Грузин, вероятно, услышал восклицание Феди и, посмотрев на него чудесными черными глазами, отстал на несколько шагов и медленно подошел к нам.

— Я не стригусь и не бреюсь, — сказал он, сильно картавя, — потому, что мы в Грузии так носим траур. Если умер кто-нибудь из близких, в течение целого года ножницы не должны касаться волос. Да вот тот, что стоит рядом с вами, — продолжал он, кивнув в мою сторону, — тоже волос не стрижет потому, что носит траур.

Плотников и Мятлев расхохотались во все горло. Грузин удивленно посмотрел на них и, поправив сползавшую с плеча винтовку, отправился догонять свой отряд.

— Он тебя за грузина принял! — воскликнул Федя с восторгом.

— Что же ты нам раньше не сказал, что носишь траур? — подхватил Плотников.

— Я был польщен: после того, как в Марселе меня принимали за провансальца, в Константинополе — за турка, в Батуме меня приняли за грузина.

Мы направились к северной окраине города. Пошел мокрый снег, затопляя улицы скользкой грязью. У меня окоченели ноги, — мои башмаки совсем износились, и я чувствовал, как ледяная вода хлюпает между пальцами. Однако, даже не сговариваясь, мы продолжали идти — нужно было воспользоваться случаем и пробраться в Сухум. Вскоре пригородные домишки остались позади и перед нами открылось широкое шоссе. Слева сурово шумело Черное море, с другой стороны к самой дороге подступали крутые отроги гор. Мы не прошли и двух верст, как наткнулись на полицейский патруль, — было ясно, что без пропусков нас немедленно задержат. Пройти горами, в обход, в этом месте не было никакой возможности.

— Придется повернуть оглобли, — сказал Плотников с досадой. — Попробуем вернуться назад, — может быть, там будет возможность свернуть в горы.
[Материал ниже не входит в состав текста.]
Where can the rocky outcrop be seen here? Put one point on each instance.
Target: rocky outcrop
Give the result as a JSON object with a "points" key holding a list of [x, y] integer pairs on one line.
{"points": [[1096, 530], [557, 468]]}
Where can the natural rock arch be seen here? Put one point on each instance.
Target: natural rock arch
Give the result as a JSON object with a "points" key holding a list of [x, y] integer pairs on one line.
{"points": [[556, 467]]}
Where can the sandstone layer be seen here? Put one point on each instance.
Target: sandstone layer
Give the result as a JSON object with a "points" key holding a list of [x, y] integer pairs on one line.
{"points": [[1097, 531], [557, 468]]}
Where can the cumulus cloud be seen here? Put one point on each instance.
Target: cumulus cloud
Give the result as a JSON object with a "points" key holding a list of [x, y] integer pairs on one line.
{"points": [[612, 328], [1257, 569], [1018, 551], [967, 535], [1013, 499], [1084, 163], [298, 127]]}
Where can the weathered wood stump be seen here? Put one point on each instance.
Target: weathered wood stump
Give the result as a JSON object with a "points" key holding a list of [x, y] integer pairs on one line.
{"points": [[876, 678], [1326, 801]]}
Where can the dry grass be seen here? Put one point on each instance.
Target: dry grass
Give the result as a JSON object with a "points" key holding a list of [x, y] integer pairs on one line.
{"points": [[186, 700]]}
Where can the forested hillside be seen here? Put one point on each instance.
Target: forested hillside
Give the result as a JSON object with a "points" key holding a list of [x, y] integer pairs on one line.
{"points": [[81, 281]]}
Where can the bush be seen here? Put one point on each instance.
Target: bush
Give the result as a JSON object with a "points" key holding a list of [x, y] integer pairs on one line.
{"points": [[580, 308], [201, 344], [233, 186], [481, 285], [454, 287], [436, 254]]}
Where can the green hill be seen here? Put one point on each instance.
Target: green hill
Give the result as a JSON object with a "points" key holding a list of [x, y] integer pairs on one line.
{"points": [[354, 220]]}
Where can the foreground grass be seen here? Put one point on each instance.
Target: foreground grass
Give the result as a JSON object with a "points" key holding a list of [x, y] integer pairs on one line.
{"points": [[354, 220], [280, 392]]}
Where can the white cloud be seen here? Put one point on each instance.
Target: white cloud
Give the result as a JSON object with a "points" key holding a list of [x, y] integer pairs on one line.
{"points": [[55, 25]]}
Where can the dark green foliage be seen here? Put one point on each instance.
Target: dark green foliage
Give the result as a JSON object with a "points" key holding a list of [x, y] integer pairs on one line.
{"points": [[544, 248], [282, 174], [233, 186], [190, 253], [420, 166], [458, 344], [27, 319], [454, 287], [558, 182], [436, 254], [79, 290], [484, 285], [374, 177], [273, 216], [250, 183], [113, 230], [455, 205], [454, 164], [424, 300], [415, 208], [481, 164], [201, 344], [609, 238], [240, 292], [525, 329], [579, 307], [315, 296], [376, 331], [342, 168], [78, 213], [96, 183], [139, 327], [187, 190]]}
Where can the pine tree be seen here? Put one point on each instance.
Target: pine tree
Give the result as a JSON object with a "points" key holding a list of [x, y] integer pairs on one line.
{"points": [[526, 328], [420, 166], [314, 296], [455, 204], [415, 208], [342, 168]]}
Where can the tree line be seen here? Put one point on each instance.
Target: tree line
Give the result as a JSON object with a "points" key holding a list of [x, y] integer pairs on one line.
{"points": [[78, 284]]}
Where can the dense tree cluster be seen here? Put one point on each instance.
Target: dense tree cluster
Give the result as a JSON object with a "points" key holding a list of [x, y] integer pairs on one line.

Мы пошли обратно, по направлению к Батуму. Ноги у меня до того закоченели, что я их чувствовал только до колен, и мне казалось, что я иду на ходулях. Я понял, что, если нам придется идти всю ночь, я не выдержу и свалюсь.

— Ваня, — сказал я Плотникову, — вернемся в Особый отряд. Разве горами пройдешь, ведь там снега по пояс. Да и поздно уже. Может быть, теперь нам дадут пропуск — мы им достаточно надоели.

— Мятлев поддержал меня, — вероятно, он тоже очень ослабел за последние недели.


На нашу многочасовую отлучку никто в Особом отряде не обратил внимания. Там только что отправили шхуну с «подозрительными», и сотрудники несколько успокоились. Мы съели по четвертушке кукурузного хлеба, купленного на последние деньги, оставшиеся у нас от петровской готовальни. Эта четвертушка еще больше раззадорила мой голод, у меня мучительно ныли ноги, медленно оттаивавшие в тепле, и с отчаяния я решился на последнее средство, к которому до сих пор не прибегал: очень трудно просить о помощи на том основании, что ты сын известного русского писателя, особенно когда тебе семнадцать лет.

Кроме того, я считал это средство совершенно безнадежным. Я попросил нашего красавца грузина свести меня к начальнику Особого отряда Пхешвили, который в день нашего прибытия столь сурово обошелся с нами.

— А, вы еще здесь, — сказал Пхешвили, когда меня ввели в его большую, совершенно голую комнату.

— Да вот, может быть, вы нас отпустите. Видите ли, теперь, когда началась война с большевиками… Я… я сын… — Я запутался, мне не хотелось рассказывать начальнику Особого отряда настоящую причину нашего приезда на Кавказ, а все заранее придуманные истории вдруг показались мне совершенно неправдоподобными.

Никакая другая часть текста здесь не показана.